I scream because the result is devoid of personality. I scream because we’ve only seen the room from one angle, and the team only had six hours to work, and there is no possible way that they have renovated an entire apartment well. The room must reek of wet paint. Given the camera angle, I worry the back wall has been demolished.(This happened to a friend who went on one of these shows — they were left with one half of a beautiful room and a construction zone just outside the camera’s gaze.)
The haunted house shows could learn a lesson in suspense from the home improvement shows. At the end of the day, they’re equally contrived, but the stakes seem much higher to me on the repair show; it has all the dread that the paranormal show lacks. The hauntees only have to live with a ghost in their handsome old house; the renovatees have to live in a space that has been constructed as quickly as a movie set. Are there even cabinets behind those cabinet doors?
My book Haunt Sweet Home takes you behind the scenes on a combined paranormal/home renovation show. New homeowners renovate by day and sleep in their supposedly haunted house by night. The homeowners on “real” paranormal shows have lived there long enough to get to know the patterns of their hauntings; the homeowners on my fake reality show have only just moved in. They’re tiling or grouting or smashing walls all day, and just as their eyes close, they are interrupted for another interview, and another. Are they hallucinating the noises? Who knows? The audience for this show experiences the new homeowners’ terror for the first time, when they know they’re on a ghost show but they don’t know what form the haunting will take.
Meanwhile, the reader sees it all through the eyes of Mara, the show’s haunt-er, scrabbling through crawlspaces and across rooftops night after night to make sure everyone in the house is properly freaked out. It’s a soft haunting: I wanted to explore the manipulation that scaffolds so many reality shows, and I liked the idea of doing that through someone who discovers herself unexpectedly in the very unglamorous role of the professional haunter.

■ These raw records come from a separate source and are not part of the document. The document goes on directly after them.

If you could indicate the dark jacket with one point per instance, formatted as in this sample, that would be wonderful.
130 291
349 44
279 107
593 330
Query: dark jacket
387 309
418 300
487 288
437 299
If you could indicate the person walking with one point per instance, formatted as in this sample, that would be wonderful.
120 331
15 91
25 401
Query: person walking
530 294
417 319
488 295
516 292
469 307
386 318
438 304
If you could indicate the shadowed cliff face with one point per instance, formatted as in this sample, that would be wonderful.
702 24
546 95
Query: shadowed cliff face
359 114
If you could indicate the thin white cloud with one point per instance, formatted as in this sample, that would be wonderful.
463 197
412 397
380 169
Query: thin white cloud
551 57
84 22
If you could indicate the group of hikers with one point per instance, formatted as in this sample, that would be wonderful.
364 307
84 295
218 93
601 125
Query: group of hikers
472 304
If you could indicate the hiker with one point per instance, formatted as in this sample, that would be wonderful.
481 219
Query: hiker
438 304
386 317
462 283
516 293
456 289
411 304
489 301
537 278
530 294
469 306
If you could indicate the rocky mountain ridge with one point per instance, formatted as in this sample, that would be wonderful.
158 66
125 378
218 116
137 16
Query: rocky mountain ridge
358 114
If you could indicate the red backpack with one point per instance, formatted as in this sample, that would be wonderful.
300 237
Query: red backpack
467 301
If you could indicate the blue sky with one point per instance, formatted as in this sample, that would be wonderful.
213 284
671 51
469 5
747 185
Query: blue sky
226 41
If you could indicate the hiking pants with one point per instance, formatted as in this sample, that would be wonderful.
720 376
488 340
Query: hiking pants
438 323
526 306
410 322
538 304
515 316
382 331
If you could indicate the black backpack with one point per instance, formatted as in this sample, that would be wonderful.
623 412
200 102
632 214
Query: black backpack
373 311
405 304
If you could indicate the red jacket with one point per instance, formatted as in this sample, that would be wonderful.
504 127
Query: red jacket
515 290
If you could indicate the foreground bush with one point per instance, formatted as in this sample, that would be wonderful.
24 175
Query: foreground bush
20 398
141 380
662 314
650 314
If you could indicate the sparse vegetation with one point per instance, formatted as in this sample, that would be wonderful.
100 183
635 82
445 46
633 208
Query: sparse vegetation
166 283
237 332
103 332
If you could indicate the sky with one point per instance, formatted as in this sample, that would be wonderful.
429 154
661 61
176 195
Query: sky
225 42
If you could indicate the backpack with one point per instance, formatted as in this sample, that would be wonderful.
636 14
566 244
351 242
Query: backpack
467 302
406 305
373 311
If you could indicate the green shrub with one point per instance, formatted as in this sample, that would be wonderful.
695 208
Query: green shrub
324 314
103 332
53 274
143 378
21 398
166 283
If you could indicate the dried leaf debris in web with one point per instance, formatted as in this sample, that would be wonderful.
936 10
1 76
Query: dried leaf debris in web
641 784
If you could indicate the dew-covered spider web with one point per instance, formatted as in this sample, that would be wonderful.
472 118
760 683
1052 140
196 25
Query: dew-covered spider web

Ultimately, I thought it would be fun to play with the formulaic nature of both renovation shows and paranormal shows by letting the classic framework play out around a character whose life is not going at all to plan. Maybe we’re meant to be comforted by reality show structures: stress out along with us, they say, and eventually the ghost will be identified, the space will be tamed. That’s not the case for Mara, and that’s not the case in real life. That’s why at the end of the day, I think fiction is far more fun: I want to be frightened or moved or surprised; I want to see people transformed by what they have experienced. My real fear is that if we accept the same-old plot offered by reality shows as good enough, we’ll lose the stories that truly have the power to move us.